Heard of it? It's practically all anyone talks about here. Melissa told me that FauxFuel is some substance made out of banana peels, dead flowers, human waste, and a bunch of other gross stuff ground up and mixed with regular unleaded fuel. It increases your gas mileage by three times while decreasing the amount of real fuel that you use. Melissa thinks it's the greatest thing ever, although she's still against driving in principle. (“All that carbon-based pollution? No way, Daph. Your feet are the most earth-friendly mode of transportation you'll ever get.”)

But a lot of people in Quiet hate FauxFuel. In a town built on oil money, you don't exactly get a parade if you find a way to decrease oil use.

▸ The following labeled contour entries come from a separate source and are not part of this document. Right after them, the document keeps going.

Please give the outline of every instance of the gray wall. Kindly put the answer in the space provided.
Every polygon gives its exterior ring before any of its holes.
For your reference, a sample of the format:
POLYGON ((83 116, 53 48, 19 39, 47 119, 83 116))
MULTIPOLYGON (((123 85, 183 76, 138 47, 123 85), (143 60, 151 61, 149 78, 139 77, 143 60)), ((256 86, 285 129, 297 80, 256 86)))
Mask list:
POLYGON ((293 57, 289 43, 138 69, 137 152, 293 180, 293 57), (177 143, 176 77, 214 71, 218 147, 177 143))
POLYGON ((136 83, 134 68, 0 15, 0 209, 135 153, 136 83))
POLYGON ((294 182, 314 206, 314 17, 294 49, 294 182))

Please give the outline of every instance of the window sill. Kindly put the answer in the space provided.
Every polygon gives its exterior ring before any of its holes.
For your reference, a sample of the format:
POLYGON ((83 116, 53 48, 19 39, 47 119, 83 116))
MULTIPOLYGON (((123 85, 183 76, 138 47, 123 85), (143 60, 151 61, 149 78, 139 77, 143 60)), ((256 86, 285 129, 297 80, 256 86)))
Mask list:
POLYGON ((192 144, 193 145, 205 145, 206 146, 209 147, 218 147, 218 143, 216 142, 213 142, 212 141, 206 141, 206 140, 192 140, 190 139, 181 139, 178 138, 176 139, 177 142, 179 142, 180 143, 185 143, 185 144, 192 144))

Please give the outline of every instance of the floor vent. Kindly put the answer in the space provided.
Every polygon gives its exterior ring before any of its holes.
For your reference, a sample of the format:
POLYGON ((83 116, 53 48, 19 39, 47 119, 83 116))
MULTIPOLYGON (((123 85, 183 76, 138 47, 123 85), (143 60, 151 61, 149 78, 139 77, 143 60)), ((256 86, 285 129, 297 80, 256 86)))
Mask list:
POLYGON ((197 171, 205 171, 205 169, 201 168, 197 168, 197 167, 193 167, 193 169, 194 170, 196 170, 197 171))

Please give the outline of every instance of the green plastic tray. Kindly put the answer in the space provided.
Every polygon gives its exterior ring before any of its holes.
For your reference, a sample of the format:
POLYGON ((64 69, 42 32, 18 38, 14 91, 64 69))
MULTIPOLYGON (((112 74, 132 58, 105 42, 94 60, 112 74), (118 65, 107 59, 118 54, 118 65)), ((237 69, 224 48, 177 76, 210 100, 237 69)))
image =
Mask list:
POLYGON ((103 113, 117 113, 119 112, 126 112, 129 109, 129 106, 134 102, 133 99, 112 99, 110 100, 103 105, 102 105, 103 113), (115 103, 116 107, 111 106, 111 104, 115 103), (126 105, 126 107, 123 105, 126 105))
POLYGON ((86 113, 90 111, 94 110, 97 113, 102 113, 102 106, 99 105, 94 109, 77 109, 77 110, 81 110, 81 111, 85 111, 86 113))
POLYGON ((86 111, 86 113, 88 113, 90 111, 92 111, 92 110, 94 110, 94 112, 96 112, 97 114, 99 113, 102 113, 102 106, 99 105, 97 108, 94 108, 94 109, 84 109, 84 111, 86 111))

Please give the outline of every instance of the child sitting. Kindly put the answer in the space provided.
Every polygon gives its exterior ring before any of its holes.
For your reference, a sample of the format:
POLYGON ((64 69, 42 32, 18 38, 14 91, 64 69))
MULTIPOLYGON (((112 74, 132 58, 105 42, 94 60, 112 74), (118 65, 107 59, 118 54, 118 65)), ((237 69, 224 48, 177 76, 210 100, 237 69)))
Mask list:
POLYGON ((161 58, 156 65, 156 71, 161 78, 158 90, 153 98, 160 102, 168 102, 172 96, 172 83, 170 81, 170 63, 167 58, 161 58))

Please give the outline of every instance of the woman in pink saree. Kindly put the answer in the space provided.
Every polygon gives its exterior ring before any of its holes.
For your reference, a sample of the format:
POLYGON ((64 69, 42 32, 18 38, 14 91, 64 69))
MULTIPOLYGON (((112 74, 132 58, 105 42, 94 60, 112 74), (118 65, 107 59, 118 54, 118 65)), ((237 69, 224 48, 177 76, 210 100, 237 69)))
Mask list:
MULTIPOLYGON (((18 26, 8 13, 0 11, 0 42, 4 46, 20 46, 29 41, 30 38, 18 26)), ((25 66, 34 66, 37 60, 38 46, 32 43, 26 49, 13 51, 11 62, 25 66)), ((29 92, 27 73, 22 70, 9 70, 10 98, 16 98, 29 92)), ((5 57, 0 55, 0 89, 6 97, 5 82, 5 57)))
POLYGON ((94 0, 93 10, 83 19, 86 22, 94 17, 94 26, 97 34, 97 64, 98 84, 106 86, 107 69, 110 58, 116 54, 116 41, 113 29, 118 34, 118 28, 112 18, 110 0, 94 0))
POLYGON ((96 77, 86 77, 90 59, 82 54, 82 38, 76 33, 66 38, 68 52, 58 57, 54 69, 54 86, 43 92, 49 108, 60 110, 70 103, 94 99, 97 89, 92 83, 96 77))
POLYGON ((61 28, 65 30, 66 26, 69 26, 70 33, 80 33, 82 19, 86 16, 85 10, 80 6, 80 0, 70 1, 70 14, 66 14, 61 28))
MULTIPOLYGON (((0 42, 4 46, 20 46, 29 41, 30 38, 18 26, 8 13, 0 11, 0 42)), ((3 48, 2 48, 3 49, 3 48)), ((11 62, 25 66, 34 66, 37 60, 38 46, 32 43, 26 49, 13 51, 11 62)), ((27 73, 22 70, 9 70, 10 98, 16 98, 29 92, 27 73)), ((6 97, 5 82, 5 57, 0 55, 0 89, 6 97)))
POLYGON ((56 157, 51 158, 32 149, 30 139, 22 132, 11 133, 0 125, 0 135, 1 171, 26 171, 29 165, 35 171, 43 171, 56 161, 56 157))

“Wow,” I say. I think back to what one of the girls said at the lake, something about Josh's mom being so rich because she married Jesse's dad.

“What about you?” he asks.

“Just advising Dizzy. And letting her transform me into a whole new person.”

He motions toward the mall corridor leading to the stores. “Bet this is a far cry from what you are used to back home. You're from Minnesota, right?”

“Saint Paul.”

“That's cool. I'd love to go there sometime. I heard it's beautiful.”

“It really is. I miss it,” I say, but I don't feel the familiar twinge that I usually feel when I think about home.

“You look incredible,” he says again. “Really, really good. Not that you didn't look good before.” He stumbles over himself. “You just look…I don't know, you just look—wow.”

“Thanks,” I say, feeling slightly self-conscious. And kind of elated. I chastise myself silently. I don't want to be one of those girls—a girl like Brooklyn. “Whatever,” I say for no reason other than to make me sound breezy in an offhanded way.

“So,” Jesse says, tapping his foot against my chair. “You up for hanging out tomorrow night? That is, assuming your head is okay.” He touches his own head and then smiles, his eyes wrinkling at the corners.

“Maybe,” I say coyly. Without realizing it, I've lowered my volume to match his. We are practically whispering now.

“I'll call you,” he says, half-mouthing the words.

That's when I realize that January and Dizzy have stopped talking and are looking at Jesse and me. I've actually sort of forgotten they are here. Suddenly, I feel nauseous, like I'm going to hurl half-digested pizza everywhere. I must be glowing from the inside out.